Takata's board of directors in February named an outside steering committee to develop a comprehensive restructuring plan to address the financial and operational issues related to its recall of the defective inflators. Takata's outside committee said it retained Lazard as it is "expeditiously seeking new investment for Takata," the committee said in a statement.
Takata, which posted a net loss of 13.1 billion yen ($120 million) for the year ended in March, potentially could face billions of dollars in costs related to the recall.
Hideaki Sudo, chairman of Takata's committee and partner at Tokyo Fuji Law office, said in a statement it has been in talks with automakers "to reach a consensual resolution that addresses the costs of the inflator issues while enabling Takata to remain a viable and valued global supplier."
Earlier this month, Takata said it was considering a drastic review of its inflator division and the sale of non-core businesses.
The committee is also working to reform Takata’s governance structure, and to ensure the equitable treatment of claims for all automotive customers, the statement said.
The company is actively working to avoid a bankruptcy restructuring, one person close to the company said.
Earlier this month, the U.S. Transportation Department and Takata confirmed that 17 automakers will recall another 35 million to 40 million U.S. air bag inflators by 2019 -- on top of 28.8 million recalled previously.

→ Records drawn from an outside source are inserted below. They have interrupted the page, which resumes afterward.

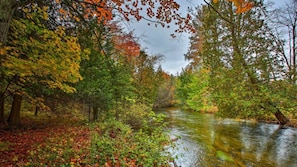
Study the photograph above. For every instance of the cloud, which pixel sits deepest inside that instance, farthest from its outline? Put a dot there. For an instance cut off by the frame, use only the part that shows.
(157, 40)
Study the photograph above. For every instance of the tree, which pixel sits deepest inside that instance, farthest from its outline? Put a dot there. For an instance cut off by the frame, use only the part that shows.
(145, 78)
(36, 55)
(286, 18)
(241, 55)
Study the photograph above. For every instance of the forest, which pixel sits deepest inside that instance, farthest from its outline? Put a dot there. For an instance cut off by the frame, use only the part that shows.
(76, 89)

U.S. National Highway Traffic Safety Administration (NHTSA) spokesman Bryan Thomas said Takata's "planned restructuring does not change the responsibility of both the company and auto manufacturers to carry out the inflator recalls."
Earlier this month, Takata booked its third annual loss in four years because of an increase in recall costs.

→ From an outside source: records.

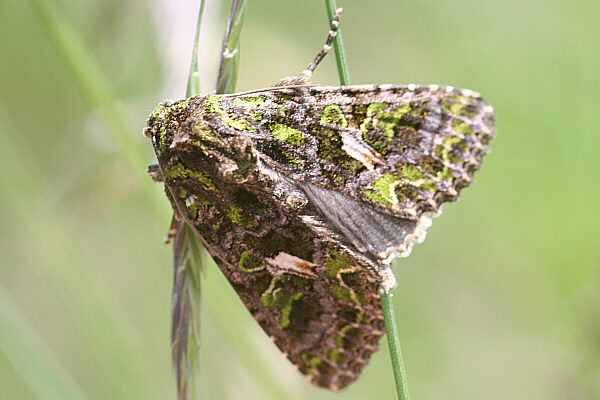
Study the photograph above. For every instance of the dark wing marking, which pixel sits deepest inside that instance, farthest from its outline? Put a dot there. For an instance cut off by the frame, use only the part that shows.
(388, 151)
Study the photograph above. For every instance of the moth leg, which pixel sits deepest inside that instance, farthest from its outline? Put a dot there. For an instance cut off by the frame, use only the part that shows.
(155, 173)
(303, 78)
(173, 229)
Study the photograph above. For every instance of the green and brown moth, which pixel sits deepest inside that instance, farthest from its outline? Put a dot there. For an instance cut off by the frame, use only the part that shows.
(304, 194)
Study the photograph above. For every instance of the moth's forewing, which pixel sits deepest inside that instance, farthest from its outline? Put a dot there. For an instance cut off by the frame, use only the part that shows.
(302, 194)
(399, 151)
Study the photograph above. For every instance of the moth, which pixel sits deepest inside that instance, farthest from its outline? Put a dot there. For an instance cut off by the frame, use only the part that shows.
(304, 194)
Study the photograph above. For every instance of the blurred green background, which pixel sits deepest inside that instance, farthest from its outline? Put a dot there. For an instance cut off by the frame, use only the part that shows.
(501, 301)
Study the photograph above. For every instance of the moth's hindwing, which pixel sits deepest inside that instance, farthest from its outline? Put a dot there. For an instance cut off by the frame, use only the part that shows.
(301, 194)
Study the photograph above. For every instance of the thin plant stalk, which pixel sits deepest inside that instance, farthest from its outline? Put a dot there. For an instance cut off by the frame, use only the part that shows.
(394, 344)
(188, 263)
(226, 81)
(338, 46)
(230, 52)
(386, 303)
(194, 87)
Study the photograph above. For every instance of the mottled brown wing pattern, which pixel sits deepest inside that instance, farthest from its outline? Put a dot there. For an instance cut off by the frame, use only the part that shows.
(401, 150)
(302, 194)
(308, 291)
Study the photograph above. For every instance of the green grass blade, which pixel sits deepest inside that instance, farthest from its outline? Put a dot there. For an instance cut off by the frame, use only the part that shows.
(194, 88)
(386, 303)
(394, 344)
(230, 52)
(188, 263)
(338, 45)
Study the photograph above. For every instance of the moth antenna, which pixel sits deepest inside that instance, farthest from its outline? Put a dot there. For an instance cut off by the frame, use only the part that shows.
(335, 22)
(303, 78)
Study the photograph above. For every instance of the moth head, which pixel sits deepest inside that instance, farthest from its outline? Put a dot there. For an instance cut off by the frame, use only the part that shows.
(184, 132)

Reuters reported that if Takata was found to be solely responsible for the problem, it could face a bill of more than $9 billion in recall costs, based on a rough calculation that each replacement kit costs around $100. It also faces numerous U.S. lawsuits, including a suit filed earlier this month by the state of Hawaii. The company also faces an ongoing criminal investigation Justice Department investigation.
In April, Reuters reported Takata had begun looking for a financial backer and planned to draw up a list of candidates by August, citing two people familiar with the matter.

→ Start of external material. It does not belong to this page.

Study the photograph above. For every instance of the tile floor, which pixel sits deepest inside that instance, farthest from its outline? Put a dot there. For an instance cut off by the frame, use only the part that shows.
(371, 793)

In November, Takata agreed to pay a $70 million fine for safety violations and could face deferred penalties of up to $130 million under a settlement with the NHTSA.
NHTSA named John Buretta, a former official in the Justice Department's criminal division, in December to serve as an independent monitor overseeing the Takata recalls.
Takata is a major supplier of auto safety equipment including air bag, seat belts and child restraint systems -- with 46 plants in 17 countries.